The analyses presented in the various papers offer insight into the role and nature of the ground in narrative discourse, i.e. the communicative setting in which the story is told by the narrator and heard or read by the audience (cf. Langacker 1987; compare the speech-interaction ground in Sanders et al. 2012). Specifically, they show that, dependent on language and genre characteristics, the ground may be (1) a physical space in reality shared by narrator and addressee (in conversational signed narratives), (2) a non-physical, anticipated space in which the time of narrating is assumed to, but does not actually coincide with the time of reading (in historical narratives and news narratives), or (3) a non-physical, imagined space with narrator and addressee as participants sharing some common ground in terms of a mutual understanding of hypothetical time (in fictional narratives). In each situation, the ground is anchored to coordinates that are fixed in either hypothetical or actual time and space, such that it functions as a home base from which the journey through narrative time starts and to which it may return at any point.
The genre-dependency of the narrative ground’s nature has consequences for the linguistic and cognitive representation of time and viewpoint. For example, the use of tense functions differently in news narratives compared to fictional narratives as a consequence of differences between the communicative grounds (Stukker this issue). In fictional narratives, the present tense can be thought of as bridging the conceptual distance between the viewpoint of the fictional character on the one hand and the viewpoint of the reader on the other, creating “fictional proximity” between these viewpoints. In nonfictional news narratives, by contrast, the present tense is typically used to report on story events that (partially) overlap temporally with the communicative ground or events that happened in the past but have consequences that stretch over time to the communicative ground, thus expressing “temporal proximity”. In this genre, the present tense guides readers in the process of positioning events as temporally closer to or further away from their own here-and-now viewpoint.
The actual progression of narrative time in news stories is signaled by relative temporal adverbs such as later and then. These adverbs are anchored to the viewpoints of the news actors. By contrast, absolute temporal adverbs such as yesterday and tomorrow always require an interpretation from the ground, i.e. from the viewpoint of the journalist and reader in the present.

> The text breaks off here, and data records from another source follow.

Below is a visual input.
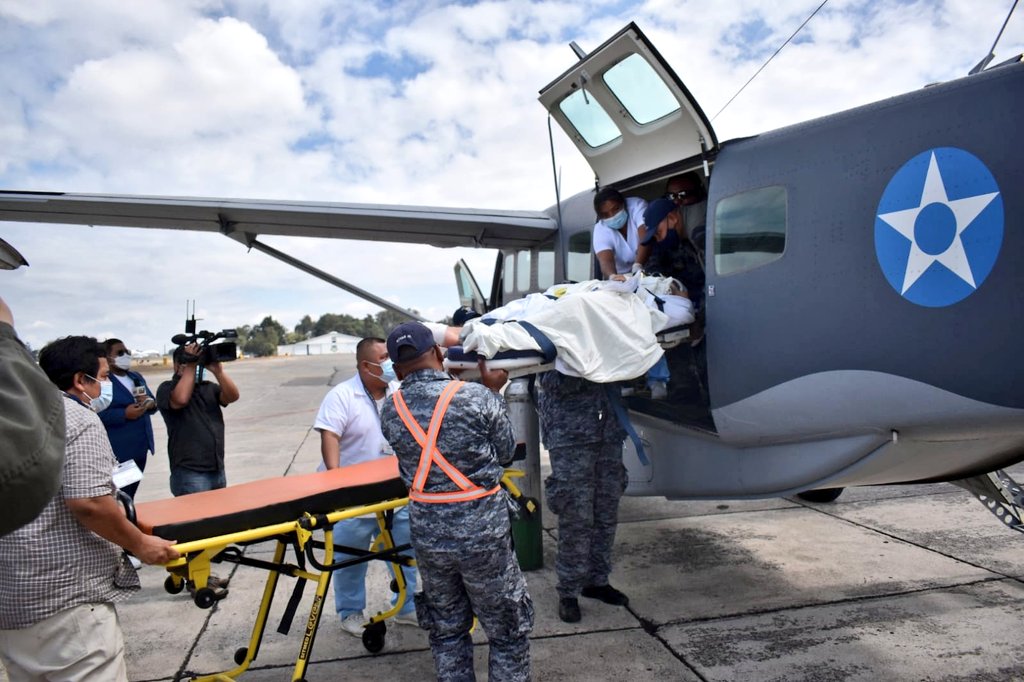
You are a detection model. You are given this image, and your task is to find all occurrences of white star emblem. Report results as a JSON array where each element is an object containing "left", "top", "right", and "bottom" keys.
[{"left": 877, "top": 152, "right": 999, "bottom": 294}]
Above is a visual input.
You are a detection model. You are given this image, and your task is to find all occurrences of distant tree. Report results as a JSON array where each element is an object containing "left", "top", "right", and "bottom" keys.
[
  {"left": 375, "top": 309, "right": 418, "bottom": 336},
  {"left": 295, "top": 315, "right": 315, "bottom": 338}
]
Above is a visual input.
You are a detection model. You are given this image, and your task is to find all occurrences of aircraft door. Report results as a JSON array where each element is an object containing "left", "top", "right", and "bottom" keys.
[
  {"left": 454, "top": 258, "right": 487, "bottom": 314},
  {"left": 538, "top": 22, "right": 718, "bottom": 187}
]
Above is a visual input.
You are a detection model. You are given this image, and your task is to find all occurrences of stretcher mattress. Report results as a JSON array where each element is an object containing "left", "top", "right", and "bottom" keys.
[
  {"left": 135, "top": 458, "right": 407, "bottom": 543},
  {"left": 445, "top": 346, "right": 544, "bottom": 371}
]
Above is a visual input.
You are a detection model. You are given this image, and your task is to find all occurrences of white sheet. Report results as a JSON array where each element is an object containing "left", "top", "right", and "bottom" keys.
[{"left": 460, "top": 274, "right": 693, "bottom": 383}]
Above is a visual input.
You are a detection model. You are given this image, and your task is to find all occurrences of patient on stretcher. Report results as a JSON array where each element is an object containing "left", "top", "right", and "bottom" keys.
[{"left": 454, "top": 273, "right": 692, "bottom": 384}]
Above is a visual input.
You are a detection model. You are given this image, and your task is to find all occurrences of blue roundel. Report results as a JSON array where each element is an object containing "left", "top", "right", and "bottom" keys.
[{"left": 874, "top": 147, "right": 1003, "bottom": 307}]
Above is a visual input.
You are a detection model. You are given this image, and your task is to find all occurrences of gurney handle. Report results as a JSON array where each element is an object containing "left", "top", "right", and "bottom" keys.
[{"left": 118, "top": 489, "right": 137, "bottom": 526}]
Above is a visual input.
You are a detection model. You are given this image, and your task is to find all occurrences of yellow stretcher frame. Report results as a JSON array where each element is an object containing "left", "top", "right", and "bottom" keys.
[
  {"left": 162, "top": 496, "right": 412, "bottom": 682},
  {"left": 155, "top": 469, "right": 533, "bottom": 682}
]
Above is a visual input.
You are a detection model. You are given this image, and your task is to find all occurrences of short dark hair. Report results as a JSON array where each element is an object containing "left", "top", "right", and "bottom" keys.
[
  {"left": 356, "top": 337, "right": 386, "bottom": 362},
  {"left": 38, "top": 336, "right": 104, "bottom": 390},
  {"left": 103, "top": 338, "right": 124, "bottom": 354},
  {"left": 593, "top": 187, "right": 625, "bottom": 215}
]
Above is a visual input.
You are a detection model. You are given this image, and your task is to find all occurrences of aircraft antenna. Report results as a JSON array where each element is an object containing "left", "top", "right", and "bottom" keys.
[
  {"left": 711, "top": 0, "right": 829, "bottom": 122},
  {"left": 547, "top": 116, "right": 566, "bottom": 238},
  {"left": 970, "top": 0, "right": 1020, "bottom": 74}
]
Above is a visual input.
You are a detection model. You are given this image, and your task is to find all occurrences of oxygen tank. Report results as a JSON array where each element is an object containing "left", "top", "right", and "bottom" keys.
[{"left": 504, "top": 377, "right": 544, "bottom": 570}]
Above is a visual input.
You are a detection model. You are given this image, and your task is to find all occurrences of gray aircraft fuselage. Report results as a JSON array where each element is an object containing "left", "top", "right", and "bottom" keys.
[{"left": 516, "top": 58, "right": 1024, "bottom": 499}]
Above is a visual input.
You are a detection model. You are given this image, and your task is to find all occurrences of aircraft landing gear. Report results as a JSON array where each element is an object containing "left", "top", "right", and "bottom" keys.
[
  {"left": 952, "top": 469, "right": 1024, "bottom": 533},
  {"left": 796, "top": 487, "right": 844, "bottom": 503}
]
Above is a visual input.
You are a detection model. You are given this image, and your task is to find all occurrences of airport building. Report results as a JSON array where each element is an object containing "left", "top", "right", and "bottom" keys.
[{"left": 276, "top": 331, "right": 361, "bottom": 356}]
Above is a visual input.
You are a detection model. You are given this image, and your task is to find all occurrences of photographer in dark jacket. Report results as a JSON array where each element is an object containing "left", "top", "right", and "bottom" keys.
[
  {"left": 156, "top": 343, "right": 239, "bottom": 496},
  {"left": 156, "top": 342, "right": 239, "bottom": 597}
]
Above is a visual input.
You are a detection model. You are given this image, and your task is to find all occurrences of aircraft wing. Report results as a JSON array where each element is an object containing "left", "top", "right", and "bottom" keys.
[{"left": 0, "top": 191, "right": 557, "bottom": 249}]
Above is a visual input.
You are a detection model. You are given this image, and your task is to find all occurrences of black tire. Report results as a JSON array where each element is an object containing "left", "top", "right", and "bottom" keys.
[
  {"left": 164, "top": 576, "right": 185, "bottom": 594},
  {"left": 233, "top": 647, "right": 248, "bottom": 665},
  {"left": 362, "top": 621, "right": 386, "bottom": 653},
  {"left": 797, "top": 487, "right": 845, "bottom": 503},
  {"left": 390, "top": 578, "right": 399, "bottom": 594},
  {"left": 193, "top": 587, "right": 218, "bottom": 609}
]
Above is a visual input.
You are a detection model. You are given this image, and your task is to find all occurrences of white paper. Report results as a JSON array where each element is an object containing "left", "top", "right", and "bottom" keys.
[{"left": 112, "top": 460, "right": 144, "bottom": 489}]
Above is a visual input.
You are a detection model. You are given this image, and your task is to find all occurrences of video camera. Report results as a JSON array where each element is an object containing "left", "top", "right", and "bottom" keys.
[{"left": 171, "top": 308, "right": 238, "bottom": 365}]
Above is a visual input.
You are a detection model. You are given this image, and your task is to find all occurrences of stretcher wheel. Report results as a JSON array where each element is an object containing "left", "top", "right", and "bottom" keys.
[
  {"left": 362, "top": 621, "right": 386, "bottom": 653},
  {"left": 193, "top": 587, "right": 219, "bottom": 609},
  {"left": 233, "top": 647, "right": 248, "bottom": 665},
  {"left": 164, "top": 576, "right": 185, "bottom": 595}
]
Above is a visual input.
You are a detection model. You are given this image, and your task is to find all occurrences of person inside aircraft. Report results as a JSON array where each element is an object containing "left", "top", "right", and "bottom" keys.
[
  {"left": 592, "top": 187, "right": 648, "bottom": 279},
  {"left": 664, "top": 171, "right": 708, "bottom": 255},
  {"left": 640, "top": 197, "right": 709, "bottom": 406}
]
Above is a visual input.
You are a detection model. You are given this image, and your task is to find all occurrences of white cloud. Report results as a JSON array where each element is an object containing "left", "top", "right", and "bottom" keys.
[{"left": 1, "top": 0, "right": 1021, "bottom": 351}]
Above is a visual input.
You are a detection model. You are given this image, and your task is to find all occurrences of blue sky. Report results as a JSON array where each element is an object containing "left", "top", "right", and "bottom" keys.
[{"left": 1, "top": 0, "right": 1021, "bottom": 352}]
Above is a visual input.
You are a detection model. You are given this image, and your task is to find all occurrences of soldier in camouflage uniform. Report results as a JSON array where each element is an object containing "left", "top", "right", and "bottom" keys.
[
  {"left": 380, "top": 322, "right": 533, "bottom": 682},
  {"left": 536, "top": 371, "right": 630, "bottom": 623}
]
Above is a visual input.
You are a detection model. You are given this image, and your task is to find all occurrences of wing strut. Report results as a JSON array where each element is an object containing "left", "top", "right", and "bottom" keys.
[{"left": 218, "top": 215, "right": 426, "bottom": 322}]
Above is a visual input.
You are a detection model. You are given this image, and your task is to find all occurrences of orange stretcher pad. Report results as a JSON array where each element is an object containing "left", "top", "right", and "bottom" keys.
[
  {"left": 135, "top": 457, "right": 407, "bottom": 543},
  {"left": 131, "top": 458, "right": 414, "bottom": 681}
]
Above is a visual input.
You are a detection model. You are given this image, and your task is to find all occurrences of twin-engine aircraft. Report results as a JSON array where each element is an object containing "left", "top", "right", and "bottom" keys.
[{"left": 2, "top": 24, "right": 1022, "bottom": 520}]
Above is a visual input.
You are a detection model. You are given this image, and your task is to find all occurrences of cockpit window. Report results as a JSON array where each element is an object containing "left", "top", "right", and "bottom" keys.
[
  {"left": 558, "top": 88, "right": 621, "bottom": 148},
  {"left": 603, "top": 54, "right": 680, "bottom": 125}
]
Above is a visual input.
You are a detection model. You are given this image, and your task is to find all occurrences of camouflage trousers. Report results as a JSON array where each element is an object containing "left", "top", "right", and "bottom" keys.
[
  {"left": 545, "top": 441, "right": 628, "bottom": 599},
  {"left": 414, "top": 534, "right": 534, "bottom": 682}
]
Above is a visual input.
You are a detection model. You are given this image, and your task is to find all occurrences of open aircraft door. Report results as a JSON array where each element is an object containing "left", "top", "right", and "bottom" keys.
[
  {"left": 454, "top": 258, "right": 487, "bottom": 315},
  {"left": 538, "top": 22, "right": 719, "bottom": 186}
]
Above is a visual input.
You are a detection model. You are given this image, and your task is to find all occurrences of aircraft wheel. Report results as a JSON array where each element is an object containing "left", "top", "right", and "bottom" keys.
[
  {"left": 234, "top": 647, "right": 248, "bottom": 665},
  {"left": 390, "top": 578, "right": 399, "bottom": 594},
  {"left": 164, "top": 576, "right": 185, "bottom": 594},
  {"left": 362, "top": 621, "right": 386, "bottom": 653},
  {"left": 797, "top": 487, "right": 845, "bottom": 503}
]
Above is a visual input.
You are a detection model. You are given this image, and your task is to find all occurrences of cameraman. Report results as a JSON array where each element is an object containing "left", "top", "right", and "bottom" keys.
[{"left": 156, "top": 343, "right": 240, "bottom": 496}]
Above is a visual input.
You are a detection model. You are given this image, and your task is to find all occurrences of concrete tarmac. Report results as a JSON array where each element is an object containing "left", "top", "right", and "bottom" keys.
[{"left": 5, "top": 353, "right": 1024, "bottom": 681}]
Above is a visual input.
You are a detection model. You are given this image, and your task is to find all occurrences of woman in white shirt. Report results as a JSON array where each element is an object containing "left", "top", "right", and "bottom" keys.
[{"left": 592, "top": 188, "right": 648, "bottom": 279}]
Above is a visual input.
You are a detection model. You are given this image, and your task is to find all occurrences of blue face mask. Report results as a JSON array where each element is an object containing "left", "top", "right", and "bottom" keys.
[
  {"left": 602, "top": 209, "right": 628, "bottom": 231},
  {"left": 368, "top": 359, "right": 397, "bottom": 383},
  {"left": 84, "top": 375, "right": 113, "bottom": 413}
]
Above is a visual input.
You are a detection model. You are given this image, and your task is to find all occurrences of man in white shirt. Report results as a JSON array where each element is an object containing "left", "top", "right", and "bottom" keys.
[{"left": 313, "top": 337, "right": 418, "bottom": 635}]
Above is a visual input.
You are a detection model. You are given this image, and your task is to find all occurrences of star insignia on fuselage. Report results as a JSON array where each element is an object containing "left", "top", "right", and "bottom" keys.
[{"left": 877, "top": 152, "right": 999, "bottom": 295}]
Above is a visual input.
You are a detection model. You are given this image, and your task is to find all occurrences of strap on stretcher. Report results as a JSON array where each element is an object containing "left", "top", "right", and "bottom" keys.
[{"left": 604, "top": 385, "right": 650, "bottom": 466}]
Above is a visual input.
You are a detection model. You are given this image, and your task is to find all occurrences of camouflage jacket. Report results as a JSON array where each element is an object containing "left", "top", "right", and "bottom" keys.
[
  {"left": 536, "top": 371, "right": 627, "bottom": 450},
  {"left": 381, "top": 368, "right": 516, "bottom": 551}
]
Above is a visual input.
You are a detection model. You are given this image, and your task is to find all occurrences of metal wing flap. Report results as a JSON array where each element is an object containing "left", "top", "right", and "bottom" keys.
[{"left": 0, "top": 191, "right": 556, "bottom": 249}]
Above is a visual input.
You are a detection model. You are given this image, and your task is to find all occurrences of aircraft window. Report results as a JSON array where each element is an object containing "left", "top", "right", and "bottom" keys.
[
  {"left": 714, "top": 186, "right": 787, "bottom": 276},
  {"left": 538, "top": 245, "right": 555, "bottom": 290},
  {"left": 567, "top": 231, "right": 592, "bottom": 283},
  {"left": 559, "top": 89, "right": 621, "bottom": 148},
  {"left": 516, "top": 249, "right": 532, "bottom": 291},
  {"left": 603, "top": 54, "right": 680, "bottom": 125},
  {"left": 503, "top": 252, "right": 516, "bottom": 295}
]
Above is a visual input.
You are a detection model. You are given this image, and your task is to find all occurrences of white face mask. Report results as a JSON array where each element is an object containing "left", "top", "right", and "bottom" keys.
[
  {"left": 113, "top": 354, "right": 132, "bottom": 371},
  {"left": 84, "top": 375, "right": 113, "bottom": 413}
]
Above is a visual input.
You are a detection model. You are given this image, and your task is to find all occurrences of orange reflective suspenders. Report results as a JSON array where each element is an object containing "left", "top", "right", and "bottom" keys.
[{"left": 391, "top": 380, "right": 501, "bottom": 503}]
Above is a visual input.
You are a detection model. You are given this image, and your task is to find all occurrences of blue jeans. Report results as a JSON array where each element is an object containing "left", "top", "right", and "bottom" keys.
[
  {"left": 646, "top": 355, "right": 670, "bottom": 388},
  {"left": 169, "top": 468, "right": 226, "bottom": 497},
  {"left": 333, "top": 507, "right": 416, "bottom": 619}
]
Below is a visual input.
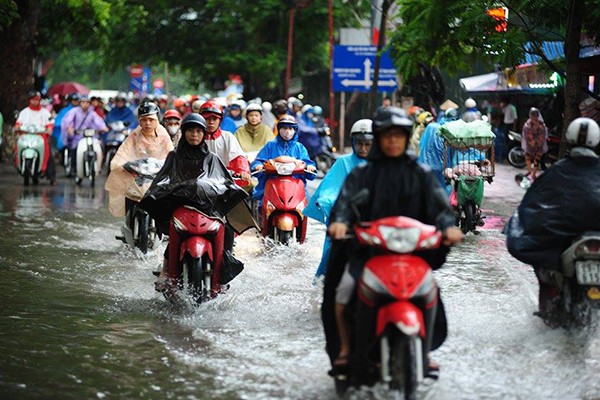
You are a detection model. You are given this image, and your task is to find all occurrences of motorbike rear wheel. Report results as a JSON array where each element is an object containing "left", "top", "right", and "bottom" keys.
[
  {"left": 461, "top": 202, "right": 476, "bottom": 234},
  {"left": 389, "top": 332, "right": 419, "bottom": 400},
  {"left": 89, "top": 157, "right": 96, "bottom": 187},
  {"left": 507, "top": 146, "right": 526, "bottom": 168}
]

The cognitive representation of news narratives thus requires readers to mentally manage multiple viewpoints (i.e. their own here-and-now viewpoint and the viewpoints of news actors in the past) in order to move through narrative time and to interpret the newsworthy events alternatively from the present and the past (Sanders and Van Krieken this issue).
The collection of papers reveals that such management of multiple viewpoints is in fact central to the representation of narrative discourse (see also Sweetser 2013). In American Sign Language, narrators build a story space in which the viewpoints of characters in the narrative past are enacted. As the narrative unfolds in time, the narrator regularly returns to the ground (the articulation space) to check in with the addressee and to evaluate the story events. Body partitioning and eye gaze are used, in combination with specific utterance structures, to maintain the enacted viewpoint of characters in the past as well as the intersubjective viewpoint of narrator and addressee in the present (Janzen this issue).
In written fictional stories, the representation of multiple viewpoints is linguistically expressed in various ways. Whereas tense is anchored to the narrative ground, the broadest level of the discourse, demonstratives structure the network of lower-level spaces in terms of time and viewpoint (Dancygier this issue). Both levels are represented in the cognitive processing of narratives. In narratives in which time runs backward, negation is used to maintain two alternative temporal viewpoints on a single sequence of events (Virdee this issue). In first person stories, the past tense separates the viewpoints of I-narrator and reader in the communicative ground from the viewpoint of the I-character in the story, whereas a shift to the present tense blends these viewpoints (Verhagen this issue). This too suggests that as a default, readers cognitively represent multiple viewpoints that, guided by tense shifts, at times blend into a single unified viewpoint. Finally, shifts from the past to the present tense do not always seem to involve a complete shift in viewpoint; rather, they may signal the presence of multiple viewpoints involved in the narration. Seemingly paradoxical co-occurrences of the present tense and distal adverbs can be accounted for by assuming a retrospective viewpoint, distinct from the here-and-now viewpoint of the reader, from which the narrative events and the viewpoints of the narrative characters are accessed (Nijk this issue).